Most gear guides assume you shoot horizontal and worry about vertical later. Short-form flips that. A YouTube Short lives or dies in a 9:16 frame, and the kit that serves it best is different from the camera-and-mic stack built for 16:9 long-form. This guide is built around vertical from the first dollar, with three tiered build paths so you spend in the right order. If you also publish horizontal long-form, our beginner camera guide covers that side; this one is Shorts-first.
Shorts gear is different because the frame is vertical, the viewing distance is a phone held at arm's length, and the watch context is sound-on scrolling. Those three facts reshape the kit. Vertical framing rewards devices that capture true 9:16 instead of cropping. The phone-sized viewing surface means resolution loss from cropping is more visible than you would expect. And sound-on autoplay makes audio quality disproportionately important, because a Short with bad audio gets swiped away in the first second.
The practical consequence is that the spending priority inverts. For long-form, many creators buy the camera first. For Shorts, the camera is the part you already own (your phone), and the first two upgrades that move the needle are audio and stabilization. Spend there before anything else.
Shoot vertical-native unless you publish long-form from the same take, in which case shoot horizontal at high resolution and crop. This is the single most important decision in a Shorts workflow, and it has a clean rule. Vertical-native capture keeps your full sensor resolution in the 9:16 frame. Cropping a horizontal clip to vertical throws away roughly half the frame's pixels, though starting from 4K still leaves a sharp 1080p Short.
This is why phones and vertical-native devices like the DJI Pocket 3 dominate pure short-form. They sidestep the crop entirely. A mirrorless camera can produce great Shorts, but only by either rigging it sideways with an L-bracket or accepting the 4K-to-vertical crop, and most short-form creators decide the extra weight is not worth it.

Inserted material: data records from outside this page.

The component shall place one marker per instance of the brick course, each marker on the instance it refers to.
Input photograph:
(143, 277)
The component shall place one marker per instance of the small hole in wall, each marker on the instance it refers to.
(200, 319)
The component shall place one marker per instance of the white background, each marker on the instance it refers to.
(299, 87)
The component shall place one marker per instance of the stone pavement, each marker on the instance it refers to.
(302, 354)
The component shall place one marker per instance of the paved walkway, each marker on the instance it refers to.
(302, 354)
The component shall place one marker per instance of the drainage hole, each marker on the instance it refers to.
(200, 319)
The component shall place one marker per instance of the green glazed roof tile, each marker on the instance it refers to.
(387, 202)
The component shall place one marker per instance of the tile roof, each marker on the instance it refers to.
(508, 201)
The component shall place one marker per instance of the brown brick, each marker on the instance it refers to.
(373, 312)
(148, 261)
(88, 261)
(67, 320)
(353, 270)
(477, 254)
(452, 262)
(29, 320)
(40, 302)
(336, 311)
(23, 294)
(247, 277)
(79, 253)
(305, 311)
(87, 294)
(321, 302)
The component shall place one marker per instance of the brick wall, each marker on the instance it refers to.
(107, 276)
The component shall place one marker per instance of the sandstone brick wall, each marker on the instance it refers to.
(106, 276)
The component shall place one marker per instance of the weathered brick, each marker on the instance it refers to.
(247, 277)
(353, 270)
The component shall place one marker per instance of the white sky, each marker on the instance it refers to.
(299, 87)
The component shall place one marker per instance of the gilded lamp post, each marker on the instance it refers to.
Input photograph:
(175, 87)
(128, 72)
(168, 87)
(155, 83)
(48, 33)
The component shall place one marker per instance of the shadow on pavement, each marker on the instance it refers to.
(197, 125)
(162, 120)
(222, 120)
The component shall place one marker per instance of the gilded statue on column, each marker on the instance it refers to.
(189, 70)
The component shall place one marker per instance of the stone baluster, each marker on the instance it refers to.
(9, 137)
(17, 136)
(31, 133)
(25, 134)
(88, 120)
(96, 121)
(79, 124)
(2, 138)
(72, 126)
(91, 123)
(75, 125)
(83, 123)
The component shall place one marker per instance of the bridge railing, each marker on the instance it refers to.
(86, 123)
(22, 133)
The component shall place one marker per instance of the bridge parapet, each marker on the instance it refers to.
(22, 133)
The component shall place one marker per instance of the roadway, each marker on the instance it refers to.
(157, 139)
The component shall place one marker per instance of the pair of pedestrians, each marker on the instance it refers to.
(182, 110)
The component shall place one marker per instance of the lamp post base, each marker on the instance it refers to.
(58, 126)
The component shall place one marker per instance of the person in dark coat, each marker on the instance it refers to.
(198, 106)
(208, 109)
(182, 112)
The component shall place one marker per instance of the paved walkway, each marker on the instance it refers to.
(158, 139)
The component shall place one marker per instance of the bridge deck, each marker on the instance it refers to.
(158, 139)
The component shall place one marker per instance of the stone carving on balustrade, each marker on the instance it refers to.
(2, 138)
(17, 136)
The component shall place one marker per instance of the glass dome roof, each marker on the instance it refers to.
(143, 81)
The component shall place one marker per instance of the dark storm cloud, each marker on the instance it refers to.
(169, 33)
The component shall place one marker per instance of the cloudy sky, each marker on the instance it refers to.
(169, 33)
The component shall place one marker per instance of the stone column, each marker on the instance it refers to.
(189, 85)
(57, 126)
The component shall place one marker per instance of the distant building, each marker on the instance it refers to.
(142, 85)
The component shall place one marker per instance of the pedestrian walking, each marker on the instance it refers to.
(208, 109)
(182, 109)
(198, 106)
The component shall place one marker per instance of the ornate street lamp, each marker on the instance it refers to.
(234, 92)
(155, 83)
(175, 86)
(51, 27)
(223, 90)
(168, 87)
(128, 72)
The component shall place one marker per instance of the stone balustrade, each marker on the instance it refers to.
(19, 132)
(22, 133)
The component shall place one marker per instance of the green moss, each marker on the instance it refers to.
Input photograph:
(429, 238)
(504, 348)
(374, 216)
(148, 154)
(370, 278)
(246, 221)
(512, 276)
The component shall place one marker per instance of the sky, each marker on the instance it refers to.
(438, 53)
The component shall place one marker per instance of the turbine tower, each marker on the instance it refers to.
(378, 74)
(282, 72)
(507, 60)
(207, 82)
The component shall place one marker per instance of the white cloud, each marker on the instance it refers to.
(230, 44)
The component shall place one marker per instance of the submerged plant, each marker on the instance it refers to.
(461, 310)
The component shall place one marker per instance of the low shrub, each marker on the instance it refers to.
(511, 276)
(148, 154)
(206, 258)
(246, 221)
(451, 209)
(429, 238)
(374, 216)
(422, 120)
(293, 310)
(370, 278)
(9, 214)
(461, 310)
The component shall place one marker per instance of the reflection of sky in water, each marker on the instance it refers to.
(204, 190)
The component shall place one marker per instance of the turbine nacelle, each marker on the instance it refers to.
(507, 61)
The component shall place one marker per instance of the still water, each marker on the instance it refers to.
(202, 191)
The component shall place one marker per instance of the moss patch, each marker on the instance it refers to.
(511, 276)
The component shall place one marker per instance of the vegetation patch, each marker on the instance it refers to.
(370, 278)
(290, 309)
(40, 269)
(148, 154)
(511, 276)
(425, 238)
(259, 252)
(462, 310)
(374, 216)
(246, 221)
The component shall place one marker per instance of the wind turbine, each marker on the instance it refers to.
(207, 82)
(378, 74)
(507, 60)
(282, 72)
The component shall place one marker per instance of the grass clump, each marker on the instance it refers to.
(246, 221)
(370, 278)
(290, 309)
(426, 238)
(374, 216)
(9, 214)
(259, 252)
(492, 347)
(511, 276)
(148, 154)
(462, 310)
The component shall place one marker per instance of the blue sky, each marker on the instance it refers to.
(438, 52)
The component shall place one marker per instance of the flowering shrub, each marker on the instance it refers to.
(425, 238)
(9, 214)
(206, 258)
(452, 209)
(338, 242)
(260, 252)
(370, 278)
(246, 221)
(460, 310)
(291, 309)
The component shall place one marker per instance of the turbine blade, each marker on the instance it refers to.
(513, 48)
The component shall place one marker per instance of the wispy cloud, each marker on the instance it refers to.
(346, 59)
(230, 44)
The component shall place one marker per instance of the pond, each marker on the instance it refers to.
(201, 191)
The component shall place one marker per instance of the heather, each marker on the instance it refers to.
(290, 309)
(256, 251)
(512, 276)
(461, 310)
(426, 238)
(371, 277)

A tiered build path is a spending order that upgrades the highest-impact gear first, so each dollar buys the most quality. Rather than a flat product list, the three tiers below tell you exactly what to add and in what sequence. Start at the bottom and climb only as your channel earns it.
The best mic for Shorts is a compact wireless lavalier, because it clips to your shirt and captures clean voice at any distance, including outdoors. Short-form is shot on the move and at arm's length, where built-in phone mics collapse, so a transmitter near your mouth is the single biggest audio upgrade. The DJI Mic Mini and Hollyland Lark M2 are the leading sub-$200 options, both clipping on without a visible boom.
For static desk Shorts you can use a budget USB or shotgun mic instead, but the moment you film outside or while walking, the wireless lav wins decisively. Audio quality is not a polish item in short-form; it is a retention item, because sound-on autoplay means a viewer hears your audio before they consciously decide to keep watching. For a full breakdown of microphone options across price points, see our YouTube microphone guide.
You need a gimbal only if you shoot moving or walking Shorts; for static talking-head Shorts, a small tripod is enough. Modern phones already have strong EIS (electronic image stabilization), so a gimbal is a polish upgrade rather than a hard requirement. The deciding question is your content: vlogs, walk-and-talks, and follow-the-action Shorts benefit enormously, while sit-down or desk Shorts do not.
If you do shoot motion, a smartphone gimbal in the $90 to $160 range, like the DJI Osmo Mobile 6 or the Insta360 Flow 2 Pro, adds mechanical stabilization plus subject tracking that keeps you centered while you move. For static Shorts, put that money toward audio or lighting instead, because a tripod and good electronic stabilization already cover you.
Grab the free Creator Gear Stack: every pick in this guide plus camera, mic, and lighting tiers in a single checklist.
Get the gear stack →To shoot true vertical on a mirrorless or DSLR camera, you either rotate the body physically with an L-bracket and cage, or shoot horizontal at high resolution and crop to 9:16 in editing. Most cameras cannot record a native vertical file, so these are your only two routes. Rotating the camera preserves full resolution but makes monitoring and audio rigging awkward; cropping is simpler and, from a 4K source, still produces a clean 1080p Short.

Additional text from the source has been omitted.